AUTORISATION AU COMITÉ DE SIÉGER EN MÊME TEMPS QUE LE SÉNAT

L'honorable A. Raynell Andreychuk, conformément à l'avis donné le 6 juin 2001, propose:

Que le Comité sénatorial permanent des affaires étrangères soit autorisé à siéger à 15 h 30 le lundi 11 juin 2001, même si le Sénat siège à ce moment-là, et que l'application du paragraphe 95(4) du Règlement soit suspendue à cet égard.

L'honorable Sharon Carstairs (leader du gouvernement): Honorables sénateurs, je voudrais poser une question à la présidente du comité. Informera-t-elle le Sénat que si le comité souhaite siéger ce jour-là, c'est en fait pour entendre le ministre des Affaires étrangères?

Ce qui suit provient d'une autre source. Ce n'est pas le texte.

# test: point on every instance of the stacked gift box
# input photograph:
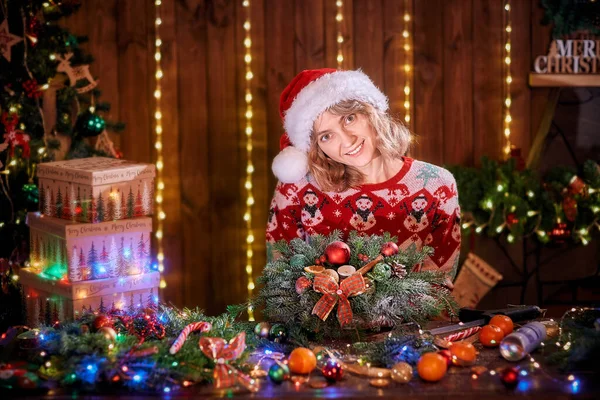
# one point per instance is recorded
(90, 244)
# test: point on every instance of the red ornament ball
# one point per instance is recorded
(510, 377)
(302, 284)
(389, 249)
(447, 356)
(333, 371)
(101, 321)
(338, 253)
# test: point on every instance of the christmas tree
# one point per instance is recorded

Le sénateur Andreychuk: Honorables sénateurs, c'est pour cela précisément. Le ministre Manley a accepté de venir entre 15 h 30 et 17 h 30 lundi. En fait, la journée initialement proposée était mardi, mais nous avons fait valoir que cela n'était pas conforme à notre Règlement, et il a gentiment accepté de venir lundi pour nous accommoder. C'est la raison pour laquelle cette motion a été présentée.

Son Honneur le Président pro tempore: Vous plaît-il, honorables sénateurs, d'adopter la motion?

Des voix: D'accord.

(La motion est adoptée.)

[Français]

L'AJOURNEMENT

Permission ayant été accordée de revenir aux avis de motion du gouvernement:

L'honorable Fernand Robichaud (leader adjoint du gouvernement): Honorables sénateurs, avec la permission du Sénat et nonobstant l'article 58(1)h) du Règlement, je propose:

Que, lorsque le Sénat s'ajournera aujourd'hui, il demeure ajourné jusqu'à lundi prochain, le 11 juin 2001, à 16 heures.

Son Honneur le Président pro tempore: La permission est-elle accordée, honorables sénateurs?

Des voix: D'accord.

(La motion est adoptée.)

(Le Sénat s'ajourne au lundi 11 juin 2001, à 16 heures.)